Sonho é destino – Parte VI

- Não me sai da cabeça algo que você me disse.
- Algo que eu disse?
- É. Sobre a sensação de que você observa a sua vida da perspectiva de uma velha à beira da morte. Lembra? Ainda me sinto assim, às vezes. Como se visse minha vida atrás de mim. Como se minha vida desperta fossem lembranças.
- Exatamente. Ouvi dizer que Tim Leary, quando estava morrendo, disse que olhava para seu corpo que estava morto, mas seu cérebro estava vivo.

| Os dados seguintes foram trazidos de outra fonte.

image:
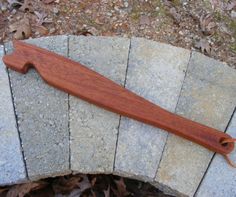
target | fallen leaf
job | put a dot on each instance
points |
(26, 6)
(21, 29)
(65, 185)
(107, 192)
(48, 1)
(3, 189)
(13, 3)
(204, 46)
(23, 189)
(230, 5)
(42, 18)
(121, 187)
(175, 14)
(42, 30)
(144, 20)
(206, 24)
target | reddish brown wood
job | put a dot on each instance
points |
(76, 79)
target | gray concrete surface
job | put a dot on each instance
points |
(94, 130)
(12, 169)
(220, 179)
(209, 97)
(42, 115)
(56, 129)
(155, 71)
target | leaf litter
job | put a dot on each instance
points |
(181, 23)
(81, 185)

Aqueles 6 a 12 minutos de atividade cerebral depois que tudo se apaga. Um segundo nos sonhos é infinitamente mais longo do que na vida desperta. Entende?
- Claro. Tipo, eu acordo às 10:12h. Então, eu volto a dormir e tenho sonhos longos, complexos, que parecem durar horas. Aí eu acordo e são 10:13h.

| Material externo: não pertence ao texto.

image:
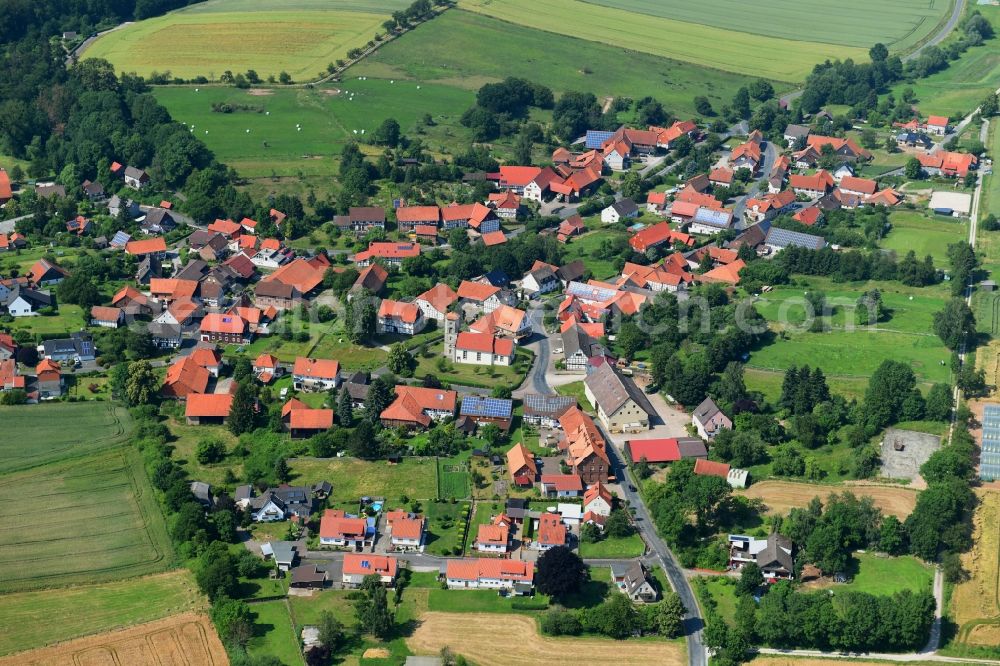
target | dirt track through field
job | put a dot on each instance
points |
(187, 639)
(489, 639)
(780, 496)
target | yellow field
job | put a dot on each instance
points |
(491, 639)
(740, 52)
(974, 603)
(780, 496)
(189, 638)
(190, 44)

- Exato. Então aqueles 6 a 12 minutos de atividade cerebral podem ser a sua vida inteira. Você é aquela velha, olhando para trás e vendo tudo.
- Se eu sou, o que você seria nisso?
- O que eu sou agora. Quero dizer, talvez eu só exista na sua mente. Eu sou apenas tão real quanto qualquer outra coisa.
- Andei pensando sobre algo que você disse. Sobre reencarnação, e de onde todas as novas almas vêm ao longo do tempo. Todo mundo sempre diz ser a reencarnação de Cleópatra ou de Alexandre, o Grande. Não passam de bestas quadradas, como todo mundo. Quer dizer, é impossível. A população mundial duplicou nos últimos 40 anos. Então, se você acredita nessa história egóica de ter uma alma eterna há 50% de chance da sua alma ter mais de 40 anos. Para que ela tenha mais de 150 anos, é uma chance em seis.
- Está dizendo que reencarnação não existe? Ou somos todos almas jovens? Metade de nós é de humanos de primeira viagem? O que você está...?
- Quero dizer...
- Aonde você quer chegar?
- Eu acredito que a reencarnação é uma expressão poética do que é a memória coletiva. Eu li um artigo de um bioquímico, não faz muito tempo.Ele dizia que, quando um membro de uma espécie nasce ele tem um bilhão de anos de memória para usar. É assim que herdamos nossos instintos.
- Eu gosto disso. É como se houvesse uma ordem telepática da qual nós fazemos parte, conscientes ou não. Isso explicaria os saltos aparentemente espontâneos, universais e inovadores na ciência e na arte. Como os mesmos resultados surgindo em toda parte, independentemente, sabe? Tipo, um cara num computador descobre algo e, simultaneamente várias outras pessoas descobrem a mesma coisa... Houve um estudo em que isolaram um grupo por um tempo e monitoraram suas habilidades em fazer palavras cruzadas em relação à população em geral. Então, deram-lhes um jogo da véspera, que as pessoas já tinham respondido. A sua pontuação subiu dramaticamente. Tipo 20%. É como se, uma vez que as respostas estão no ar, pudessem ser pescadas. É como se estivéssemos partilhando nossas experiências telepaticamente.